By the launch of our last symposium in September of 2016, which focused on the career of Agnès Varda, we were feeling hale and hearty, and optimistic about the future. Things didn’t turn out exactly as we’d expected.
Today, the dark clouds over the republic—and the world at large—continue to gather. As film critics, we’ve been unclear what to do with our despondency, other than one clear thing: direct our outrage away from suffocating social media channels and toward writing, reasoning, wrestling with ideas, praising, hoping, questioning.
We spent several months since the election trying to figure out the best way to address our harsh new reality while staying true to the spirit of Reverse Shot. In years past, we've organized politically motivated symposiums: way back in 2003, we composed This Means War!, at the height of Bush's Iraq invasion; a year later, in the lead-up to the 2004 presidential election, we debuted Reverse Shot for President, which was a way of discussing American principles and history through film; our 2009 symposium Proposition 24: Defining a New Queer Cinema was a decidedly Obama-era affair. That it's taken this long for us to return to American political discourse says a lot about the relative ease of the last eight years—or perhaps it’s a stark reminder of what we've been taking for granted.
We went through many possibilities. We wondered, back in December and January, should we somehow focus on the idea of elitism, and the ephemerally topical idea that blinkered coastal liberals need to reach out and understand those in flyover country we've been rudely ignoring for years?
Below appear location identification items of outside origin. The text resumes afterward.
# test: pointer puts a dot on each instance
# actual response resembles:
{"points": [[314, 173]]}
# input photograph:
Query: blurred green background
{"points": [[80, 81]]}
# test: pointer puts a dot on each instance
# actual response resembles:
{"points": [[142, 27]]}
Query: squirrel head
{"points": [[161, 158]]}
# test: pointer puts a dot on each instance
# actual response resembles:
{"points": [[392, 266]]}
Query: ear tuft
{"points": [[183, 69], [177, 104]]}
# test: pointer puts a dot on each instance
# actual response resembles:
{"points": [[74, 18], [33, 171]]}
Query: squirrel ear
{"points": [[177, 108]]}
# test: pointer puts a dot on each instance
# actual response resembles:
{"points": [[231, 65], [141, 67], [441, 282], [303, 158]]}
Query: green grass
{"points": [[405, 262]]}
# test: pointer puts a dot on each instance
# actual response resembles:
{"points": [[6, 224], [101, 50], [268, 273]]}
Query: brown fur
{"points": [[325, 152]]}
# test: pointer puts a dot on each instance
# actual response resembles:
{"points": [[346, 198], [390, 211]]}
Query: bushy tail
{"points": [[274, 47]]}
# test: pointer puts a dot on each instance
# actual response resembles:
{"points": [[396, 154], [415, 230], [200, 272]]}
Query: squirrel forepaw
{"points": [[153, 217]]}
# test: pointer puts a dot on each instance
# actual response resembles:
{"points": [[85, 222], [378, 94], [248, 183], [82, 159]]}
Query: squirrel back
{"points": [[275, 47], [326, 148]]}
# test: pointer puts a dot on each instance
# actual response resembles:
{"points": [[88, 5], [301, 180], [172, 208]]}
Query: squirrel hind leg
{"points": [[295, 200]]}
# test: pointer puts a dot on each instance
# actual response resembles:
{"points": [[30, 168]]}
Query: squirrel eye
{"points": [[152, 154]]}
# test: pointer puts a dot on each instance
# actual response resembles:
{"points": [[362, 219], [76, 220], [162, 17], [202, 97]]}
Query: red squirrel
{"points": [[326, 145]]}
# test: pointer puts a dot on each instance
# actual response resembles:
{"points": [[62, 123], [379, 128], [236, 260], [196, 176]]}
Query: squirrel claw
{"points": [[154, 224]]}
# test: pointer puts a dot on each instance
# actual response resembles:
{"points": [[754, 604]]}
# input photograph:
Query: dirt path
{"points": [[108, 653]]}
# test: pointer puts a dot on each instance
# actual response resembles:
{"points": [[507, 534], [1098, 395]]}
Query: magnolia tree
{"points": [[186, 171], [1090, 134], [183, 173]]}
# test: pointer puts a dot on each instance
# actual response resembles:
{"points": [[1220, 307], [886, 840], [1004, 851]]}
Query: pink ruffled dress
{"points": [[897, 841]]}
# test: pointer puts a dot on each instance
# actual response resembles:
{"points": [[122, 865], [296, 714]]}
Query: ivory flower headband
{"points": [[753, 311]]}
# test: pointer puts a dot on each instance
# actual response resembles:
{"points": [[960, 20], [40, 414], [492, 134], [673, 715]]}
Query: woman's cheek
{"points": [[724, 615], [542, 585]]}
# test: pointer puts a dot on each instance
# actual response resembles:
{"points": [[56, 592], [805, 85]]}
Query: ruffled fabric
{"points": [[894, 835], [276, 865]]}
Should we focus on diversity, as a way of underlining just what it is that can make America great and the horrifying essentialism and racism that typified the Trump campaign and administration? Should we somehow make the symposium about the cinematic path of resistance? None of these seemed quite right; all offered the potential of delivering more of the woke-critic pabulum that’s run rampant since the election.
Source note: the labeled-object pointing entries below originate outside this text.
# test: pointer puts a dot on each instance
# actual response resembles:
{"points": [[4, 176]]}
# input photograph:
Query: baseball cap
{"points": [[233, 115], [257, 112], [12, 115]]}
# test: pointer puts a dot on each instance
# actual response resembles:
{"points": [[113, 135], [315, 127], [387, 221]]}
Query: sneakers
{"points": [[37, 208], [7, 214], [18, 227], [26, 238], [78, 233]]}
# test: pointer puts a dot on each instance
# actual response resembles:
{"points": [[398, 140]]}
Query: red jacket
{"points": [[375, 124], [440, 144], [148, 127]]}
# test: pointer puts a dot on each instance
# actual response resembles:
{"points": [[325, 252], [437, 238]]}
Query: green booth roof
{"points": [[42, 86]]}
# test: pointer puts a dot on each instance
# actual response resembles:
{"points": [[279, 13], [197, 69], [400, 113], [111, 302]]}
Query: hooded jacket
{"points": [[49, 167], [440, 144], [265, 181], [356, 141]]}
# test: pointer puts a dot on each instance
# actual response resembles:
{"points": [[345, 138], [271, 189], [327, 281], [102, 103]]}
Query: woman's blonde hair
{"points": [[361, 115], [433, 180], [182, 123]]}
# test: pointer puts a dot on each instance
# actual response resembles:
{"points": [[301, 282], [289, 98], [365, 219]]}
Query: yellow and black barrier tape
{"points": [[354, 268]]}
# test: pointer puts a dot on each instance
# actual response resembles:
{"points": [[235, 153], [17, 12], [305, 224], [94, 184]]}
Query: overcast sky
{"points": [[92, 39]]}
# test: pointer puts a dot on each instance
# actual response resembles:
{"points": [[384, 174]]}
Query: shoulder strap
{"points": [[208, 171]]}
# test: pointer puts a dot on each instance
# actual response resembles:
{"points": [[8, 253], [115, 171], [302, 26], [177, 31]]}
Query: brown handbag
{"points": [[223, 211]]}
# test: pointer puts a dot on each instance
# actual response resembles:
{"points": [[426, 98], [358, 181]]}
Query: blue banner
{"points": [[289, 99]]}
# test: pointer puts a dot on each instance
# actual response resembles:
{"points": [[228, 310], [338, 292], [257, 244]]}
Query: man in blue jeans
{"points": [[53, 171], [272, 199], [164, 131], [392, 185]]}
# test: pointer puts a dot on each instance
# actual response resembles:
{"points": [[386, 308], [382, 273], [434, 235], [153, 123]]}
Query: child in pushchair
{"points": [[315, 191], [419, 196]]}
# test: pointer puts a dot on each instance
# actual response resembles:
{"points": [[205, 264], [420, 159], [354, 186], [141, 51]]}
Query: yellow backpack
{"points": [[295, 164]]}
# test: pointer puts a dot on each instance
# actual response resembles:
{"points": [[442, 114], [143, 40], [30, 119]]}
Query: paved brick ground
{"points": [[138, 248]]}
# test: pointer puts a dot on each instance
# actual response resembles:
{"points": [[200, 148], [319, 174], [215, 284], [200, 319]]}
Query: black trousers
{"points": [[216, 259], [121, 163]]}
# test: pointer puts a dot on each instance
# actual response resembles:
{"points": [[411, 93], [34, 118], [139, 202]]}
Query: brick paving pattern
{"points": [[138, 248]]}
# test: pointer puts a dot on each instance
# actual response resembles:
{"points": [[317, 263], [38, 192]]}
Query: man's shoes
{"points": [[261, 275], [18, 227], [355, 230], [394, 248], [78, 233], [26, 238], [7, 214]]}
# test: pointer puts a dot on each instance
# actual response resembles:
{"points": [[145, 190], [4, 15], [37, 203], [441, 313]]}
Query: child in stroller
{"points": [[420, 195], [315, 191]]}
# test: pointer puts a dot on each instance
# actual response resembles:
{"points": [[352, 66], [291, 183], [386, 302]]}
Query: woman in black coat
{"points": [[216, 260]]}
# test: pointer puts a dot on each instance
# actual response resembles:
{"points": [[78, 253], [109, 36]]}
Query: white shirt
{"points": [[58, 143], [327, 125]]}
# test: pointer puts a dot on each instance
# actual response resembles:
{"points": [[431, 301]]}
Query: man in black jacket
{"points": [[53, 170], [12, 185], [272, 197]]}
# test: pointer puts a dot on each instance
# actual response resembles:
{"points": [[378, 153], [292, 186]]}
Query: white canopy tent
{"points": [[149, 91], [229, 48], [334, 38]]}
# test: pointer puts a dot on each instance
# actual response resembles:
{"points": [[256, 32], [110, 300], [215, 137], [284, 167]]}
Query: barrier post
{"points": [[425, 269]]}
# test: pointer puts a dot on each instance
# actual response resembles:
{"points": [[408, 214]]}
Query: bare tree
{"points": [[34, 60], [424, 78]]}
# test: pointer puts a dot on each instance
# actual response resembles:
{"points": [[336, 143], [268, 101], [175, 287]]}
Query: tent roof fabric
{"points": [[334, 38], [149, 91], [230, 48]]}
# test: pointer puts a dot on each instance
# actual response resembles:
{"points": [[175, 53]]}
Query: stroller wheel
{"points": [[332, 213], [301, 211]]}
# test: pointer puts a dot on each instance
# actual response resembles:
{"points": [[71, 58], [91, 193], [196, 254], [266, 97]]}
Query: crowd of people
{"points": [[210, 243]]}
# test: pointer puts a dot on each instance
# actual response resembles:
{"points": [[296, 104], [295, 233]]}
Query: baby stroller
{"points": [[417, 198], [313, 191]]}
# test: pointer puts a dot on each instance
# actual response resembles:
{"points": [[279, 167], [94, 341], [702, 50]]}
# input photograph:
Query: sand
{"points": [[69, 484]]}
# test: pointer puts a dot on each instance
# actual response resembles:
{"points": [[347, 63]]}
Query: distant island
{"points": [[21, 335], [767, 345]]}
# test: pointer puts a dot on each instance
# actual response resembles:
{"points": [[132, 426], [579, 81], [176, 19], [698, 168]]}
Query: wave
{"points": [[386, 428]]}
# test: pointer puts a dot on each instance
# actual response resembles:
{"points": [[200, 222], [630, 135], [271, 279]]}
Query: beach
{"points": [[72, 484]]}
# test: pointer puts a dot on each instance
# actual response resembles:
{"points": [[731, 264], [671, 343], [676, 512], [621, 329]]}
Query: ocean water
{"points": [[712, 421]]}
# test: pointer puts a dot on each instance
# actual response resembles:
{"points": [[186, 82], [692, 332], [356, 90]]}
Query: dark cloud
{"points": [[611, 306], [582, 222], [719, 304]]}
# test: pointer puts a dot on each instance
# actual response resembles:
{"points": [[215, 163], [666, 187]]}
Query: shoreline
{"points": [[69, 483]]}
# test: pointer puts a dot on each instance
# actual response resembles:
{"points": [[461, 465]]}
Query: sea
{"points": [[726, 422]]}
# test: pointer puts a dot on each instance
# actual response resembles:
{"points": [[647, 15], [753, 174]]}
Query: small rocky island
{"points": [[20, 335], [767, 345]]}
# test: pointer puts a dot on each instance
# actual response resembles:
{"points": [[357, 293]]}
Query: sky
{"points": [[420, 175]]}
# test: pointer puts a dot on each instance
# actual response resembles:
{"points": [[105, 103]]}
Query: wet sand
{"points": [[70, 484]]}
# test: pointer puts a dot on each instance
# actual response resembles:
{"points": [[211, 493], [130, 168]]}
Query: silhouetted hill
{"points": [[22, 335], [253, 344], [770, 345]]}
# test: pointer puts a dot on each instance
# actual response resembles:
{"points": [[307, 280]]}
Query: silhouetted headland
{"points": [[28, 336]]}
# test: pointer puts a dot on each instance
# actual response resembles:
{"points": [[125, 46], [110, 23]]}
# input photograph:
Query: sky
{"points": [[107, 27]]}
So we started thinking of another direction. During his first few months as President, Donald J. Trump has been issuing executive orders the way others issue farts. Looking over the ever-growing list of EOs—designed by Trump with a lot of help from others, including in the early days, creep-in-chief and horrible filmmaker Steve Bannon—we realized that they seemed to exemplify many of our worst fears of this regime. Whether deregulating Wall Street, loosening ethics restrictions, putting unqualified campaign strategists on the National Security Council, barring refugees and banning immigrants, encouraging charters and school vouchers instead of public school overhaul, building a wall with Mexico and detaining and deporting illegal immigrants, cutting funding for sanctuary cities, nonsensical rule-establishing (for every new regulation, two are repealed), these edicts crystallized our worst fears of a Trump presidency, and confirmed him as a president who would prefer to rule as a despot, rather than work through legislative processes.
We offered a challenge to our writers: to use any of Trump’s orders as an inspiration or starting point for an essay about a single film—narrative or avant-garde, American or foreign, fiction or documentary. The topic was not unlike our past comparative symposiums—East Meets West, Stuck in the Middle, True Stories—except instead of comparing two films, the writers were running a cinematic work against a political statement. The choice of film could represent a direct rebuke to the chosen order. Or the film could directly illustrate its consequences. Or the order/film pairing could be merely a jumping off point for a broader thematic inquiry. Writers were encouraged to dig deep personally, if they so desired. As with our other politically minded symposiums, we hoped to produce a snapshot that captures this moment in time, but also that points toward those ideals of the nation we worry are being eroded.